[Mlir-commits] [mlir] e28bbfe - Revert "[mlir][linalg] Vectorize tensor.extract using contiguous loads"
Benjamin Kramer
llvmlistbot at llvm.org
Tue Feb 28 04:33:22 PST 2023
Author: Benjamin Kramer
Date: 2023-02-28T13:33:11+01:00
New Revision: e28bbfea5d482c1825b1799c57aedff4e0116619
URL: https://github.com/llvm/llvm-project/commit/e28bbfea5d482c1825b1799c57aedff4e0116619
DIFF: https://github.com/llvm/llvm-project/commit/e28bbfea5d482c1825b1799c57aedff4e0116619.diff
LOG: Revert "[mlir][linalg] Vectorize tensor.extract using contiguous loads"
This reverts commit 89b144ece330b363713bec369d2d89dc85f715f5. See
https://reviews.llvm.org/D141998 for a test case where this goes wrong.
Added:
mlir/test/Dialect/Linalg/vectorization-unsupported.mlir
Modified:
mlir/lib/Dialect/Linalg/Transforms/Vectorization.cpp
mlir/test/Dialect/Linalg/vectorization.mlir
Removed:
################################################################################
diff --git a/mlir/lib/Dialect/Linalg/Transforms/Vectorization.cpp b/mlir/lib/Dialect/Linalg/Transforms/Vectorization.cpp
index 4ab82825d1a7..11ba3712d9d1 100644
--- a/mlir/lib/Dialect/Linalg/Transforms/Vectorization.cpp
+++ b/mlir/lib/Dialect/Linalg/Transforms/Vectorization.cpp
@@ -611,11 +611,11 @@ static Value calculateGatherOffset(RewriterBase &rewriter,
const size_t numIndices = extractOp.getIndices().size();
for (size_t i = 1; i < numIndices; i++) {
- Value dimIdx = rewriter.create<arith::ConstantIndexOp>(loc, i);
-
auto dimSize = broadcastIfNeeded(
rewriter,
- rewriter.create<tensor::DimOp>(loc, extractOp.getTensor(), dimIdx),
+ rewriter.create<arith::ConstantIndexOp>(
+ loc,
+ extractOp.getTensor().getType().cast<ShapedType>().getDimSize(i)),
indexVecType.getShape());
offset = rewriter.create<arith::MulIOp>(loc, offset, dimSize);
@@ -630,143 +630,6 @@ static Value calculateGatherOffset(RewriterBase &rewriter,
return offset;
}
-enum VectorMemoryAccessKind {
- // TODO: ScalarBroadcast,
- Contiguous,
- Gather
-};
-
-/// Check whether /p val can be used for calculating an index for a contiguous
-/// load operation, i.e. whether /p val:
-/// * is invariant with respect to /p linalgOp, i.e. whether it remains
-/// constant for all iterations, and
-/// * increments with the loop iterator (when /p strideZero is false) or is
-/// not affected by the loop indices (/p strideZero is true).

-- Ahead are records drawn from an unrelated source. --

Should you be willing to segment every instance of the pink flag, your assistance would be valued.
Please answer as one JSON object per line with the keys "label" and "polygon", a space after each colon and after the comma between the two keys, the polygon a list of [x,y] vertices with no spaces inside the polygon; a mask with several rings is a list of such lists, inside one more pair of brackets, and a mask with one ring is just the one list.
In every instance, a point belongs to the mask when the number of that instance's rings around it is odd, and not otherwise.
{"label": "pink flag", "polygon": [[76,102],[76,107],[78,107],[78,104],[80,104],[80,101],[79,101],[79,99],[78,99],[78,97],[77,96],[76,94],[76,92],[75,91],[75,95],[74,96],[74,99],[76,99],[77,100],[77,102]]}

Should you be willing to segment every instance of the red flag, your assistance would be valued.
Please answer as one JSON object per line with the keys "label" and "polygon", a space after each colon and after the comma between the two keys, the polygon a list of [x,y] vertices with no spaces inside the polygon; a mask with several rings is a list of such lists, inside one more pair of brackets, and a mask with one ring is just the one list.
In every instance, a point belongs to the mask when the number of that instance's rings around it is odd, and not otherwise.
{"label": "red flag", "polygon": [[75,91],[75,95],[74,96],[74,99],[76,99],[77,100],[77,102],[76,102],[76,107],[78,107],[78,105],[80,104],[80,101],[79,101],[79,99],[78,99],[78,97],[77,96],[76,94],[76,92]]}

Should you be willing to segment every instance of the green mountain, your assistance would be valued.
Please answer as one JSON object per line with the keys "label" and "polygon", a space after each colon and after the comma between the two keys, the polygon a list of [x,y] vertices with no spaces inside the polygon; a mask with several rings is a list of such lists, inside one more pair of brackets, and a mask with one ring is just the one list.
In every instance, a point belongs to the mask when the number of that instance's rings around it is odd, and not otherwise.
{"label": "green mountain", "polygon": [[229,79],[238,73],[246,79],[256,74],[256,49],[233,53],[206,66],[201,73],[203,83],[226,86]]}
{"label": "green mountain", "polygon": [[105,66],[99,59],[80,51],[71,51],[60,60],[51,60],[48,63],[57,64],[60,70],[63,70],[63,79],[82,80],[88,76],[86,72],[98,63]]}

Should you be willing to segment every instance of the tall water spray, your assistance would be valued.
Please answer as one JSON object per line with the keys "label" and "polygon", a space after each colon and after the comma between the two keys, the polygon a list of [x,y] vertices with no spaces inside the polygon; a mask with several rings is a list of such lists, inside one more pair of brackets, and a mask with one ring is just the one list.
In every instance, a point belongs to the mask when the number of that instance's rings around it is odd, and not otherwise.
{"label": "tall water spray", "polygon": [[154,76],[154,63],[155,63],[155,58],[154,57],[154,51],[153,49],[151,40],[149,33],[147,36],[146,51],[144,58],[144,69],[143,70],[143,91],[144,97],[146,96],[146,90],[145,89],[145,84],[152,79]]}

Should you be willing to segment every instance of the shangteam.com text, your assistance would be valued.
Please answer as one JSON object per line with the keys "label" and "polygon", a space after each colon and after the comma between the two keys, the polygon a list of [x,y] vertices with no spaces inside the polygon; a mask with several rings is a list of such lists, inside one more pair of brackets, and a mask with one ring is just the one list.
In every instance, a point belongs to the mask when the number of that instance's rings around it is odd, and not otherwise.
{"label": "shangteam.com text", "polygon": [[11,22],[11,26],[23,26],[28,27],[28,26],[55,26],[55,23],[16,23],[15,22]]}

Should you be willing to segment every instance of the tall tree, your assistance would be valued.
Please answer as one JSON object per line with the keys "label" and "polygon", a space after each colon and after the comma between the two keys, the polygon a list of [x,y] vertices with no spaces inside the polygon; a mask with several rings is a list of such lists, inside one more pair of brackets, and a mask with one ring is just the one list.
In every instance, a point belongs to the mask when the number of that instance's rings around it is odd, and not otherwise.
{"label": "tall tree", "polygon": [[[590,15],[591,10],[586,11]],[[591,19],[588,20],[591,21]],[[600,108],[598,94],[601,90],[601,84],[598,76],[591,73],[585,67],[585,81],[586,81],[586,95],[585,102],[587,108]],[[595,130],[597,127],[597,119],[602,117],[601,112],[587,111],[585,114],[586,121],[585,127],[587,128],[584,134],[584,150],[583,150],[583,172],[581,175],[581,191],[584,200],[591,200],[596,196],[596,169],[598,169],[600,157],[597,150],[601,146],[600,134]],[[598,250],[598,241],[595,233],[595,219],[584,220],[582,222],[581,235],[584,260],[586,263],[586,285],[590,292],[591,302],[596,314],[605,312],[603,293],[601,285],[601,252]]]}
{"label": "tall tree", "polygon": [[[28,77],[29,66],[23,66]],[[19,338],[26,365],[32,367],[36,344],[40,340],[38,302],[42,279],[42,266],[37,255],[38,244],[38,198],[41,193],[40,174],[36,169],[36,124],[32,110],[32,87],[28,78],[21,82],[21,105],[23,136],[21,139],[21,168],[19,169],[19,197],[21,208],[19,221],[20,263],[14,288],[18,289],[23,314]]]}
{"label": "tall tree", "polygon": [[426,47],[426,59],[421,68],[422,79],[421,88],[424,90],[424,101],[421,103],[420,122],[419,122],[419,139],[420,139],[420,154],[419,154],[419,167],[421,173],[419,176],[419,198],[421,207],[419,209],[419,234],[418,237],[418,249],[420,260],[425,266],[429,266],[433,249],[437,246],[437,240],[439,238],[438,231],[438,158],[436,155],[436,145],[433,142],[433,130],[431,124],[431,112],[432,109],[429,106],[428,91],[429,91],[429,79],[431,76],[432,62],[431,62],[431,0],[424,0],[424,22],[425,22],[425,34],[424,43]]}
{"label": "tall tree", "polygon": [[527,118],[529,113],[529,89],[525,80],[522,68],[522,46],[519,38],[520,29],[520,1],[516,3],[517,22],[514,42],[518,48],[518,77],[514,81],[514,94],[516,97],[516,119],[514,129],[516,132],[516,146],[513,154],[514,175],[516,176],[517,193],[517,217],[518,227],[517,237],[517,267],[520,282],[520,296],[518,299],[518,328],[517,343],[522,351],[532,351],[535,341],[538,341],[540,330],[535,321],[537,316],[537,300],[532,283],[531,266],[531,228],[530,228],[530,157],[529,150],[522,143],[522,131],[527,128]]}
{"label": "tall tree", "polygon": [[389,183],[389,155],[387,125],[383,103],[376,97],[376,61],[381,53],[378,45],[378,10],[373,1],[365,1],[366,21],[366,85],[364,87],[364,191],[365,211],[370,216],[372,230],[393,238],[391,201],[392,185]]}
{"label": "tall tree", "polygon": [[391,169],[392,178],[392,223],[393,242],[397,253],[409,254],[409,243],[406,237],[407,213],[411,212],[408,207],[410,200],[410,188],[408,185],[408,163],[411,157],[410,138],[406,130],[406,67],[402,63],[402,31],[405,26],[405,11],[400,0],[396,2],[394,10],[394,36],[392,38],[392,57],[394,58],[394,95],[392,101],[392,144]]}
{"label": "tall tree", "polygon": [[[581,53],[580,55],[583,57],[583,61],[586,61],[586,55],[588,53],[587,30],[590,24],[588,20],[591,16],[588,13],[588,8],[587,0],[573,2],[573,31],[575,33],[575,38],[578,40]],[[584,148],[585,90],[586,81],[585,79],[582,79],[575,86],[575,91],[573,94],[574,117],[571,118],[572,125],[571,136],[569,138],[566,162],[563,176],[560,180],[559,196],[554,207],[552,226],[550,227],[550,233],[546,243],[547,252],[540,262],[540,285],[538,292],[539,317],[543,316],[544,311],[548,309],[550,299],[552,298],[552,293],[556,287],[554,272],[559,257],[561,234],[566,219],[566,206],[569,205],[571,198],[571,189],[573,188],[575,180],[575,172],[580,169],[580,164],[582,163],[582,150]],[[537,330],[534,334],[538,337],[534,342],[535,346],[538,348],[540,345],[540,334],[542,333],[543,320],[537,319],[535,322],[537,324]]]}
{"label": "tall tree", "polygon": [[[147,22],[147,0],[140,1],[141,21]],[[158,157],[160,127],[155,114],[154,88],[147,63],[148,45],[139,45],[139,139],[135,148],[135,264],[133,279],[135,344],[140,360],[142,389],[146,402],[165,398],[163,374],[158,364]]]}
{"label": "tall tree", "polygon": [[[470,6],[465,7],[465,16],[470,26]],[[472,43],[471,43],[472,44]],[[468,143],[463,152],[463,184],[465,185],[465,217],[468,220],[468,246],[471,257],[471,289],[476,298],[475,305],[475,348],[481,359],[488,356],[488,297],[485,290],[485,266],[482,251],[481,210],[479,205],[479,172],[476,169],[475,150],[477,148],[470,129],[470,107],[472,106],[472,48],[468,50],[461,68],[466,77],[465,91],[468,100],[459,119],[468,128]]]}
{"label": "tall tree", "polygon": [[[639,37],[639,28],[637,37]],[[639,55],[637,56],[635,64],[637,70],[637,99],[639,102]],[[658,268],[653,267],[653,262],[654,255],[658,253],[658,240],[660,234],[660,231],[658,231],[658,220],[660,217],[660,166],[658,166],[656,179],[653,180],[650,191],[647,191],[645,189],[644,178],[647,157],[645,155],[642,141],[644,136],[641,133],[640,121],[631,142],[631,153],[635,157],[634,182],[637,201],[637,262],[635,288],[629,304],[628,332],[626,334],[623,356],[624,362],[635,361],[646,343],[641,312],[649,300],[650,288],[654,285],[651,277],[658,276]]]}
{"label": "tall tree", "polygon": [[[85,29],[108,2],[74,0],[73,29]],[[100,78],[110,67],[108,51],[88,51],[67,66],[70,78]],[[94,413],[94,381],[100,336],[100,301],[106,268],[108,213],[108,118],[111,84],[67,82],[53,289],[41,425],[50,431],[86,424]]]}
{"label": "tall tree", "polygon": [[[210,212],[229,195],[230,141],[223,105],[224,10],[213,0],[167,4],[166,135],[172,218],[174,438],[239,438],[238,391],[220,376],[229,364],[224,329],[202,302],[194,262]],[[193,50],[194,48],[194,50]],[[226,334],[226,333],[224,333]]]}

-static bool isContiguousLoadIdx(LinalgOp &linalgOp, Value &val, size_t dim,
- bool strideZero) {
- auto *block = linalgOp.getBlock();
-
- // Bail out if this is a block argument for this linalg.generic Op.
- // TODO: We could try analysing the corresponding affine map here.
- if (val.dyn_cast<BlockArgument>())
- return llvm::all_of(block->getArguments(),
- [&val](Value v) { return (v != val); });
-
- Operation *defOp = val.getDefiningOp();
- assert(defOp && "This is neither a block argument nor an operation result");
-
- // Given the assumption on the shape of the target tensor, index Op is
- // either:
- // * constant (for non-trailing dims), or
- // * increments with stride one together with the trailing dimension
- // Both cases are fine for contigious loads.
- if (auto indexOp = dyn_cast<linalg::IndexOp>(defOp))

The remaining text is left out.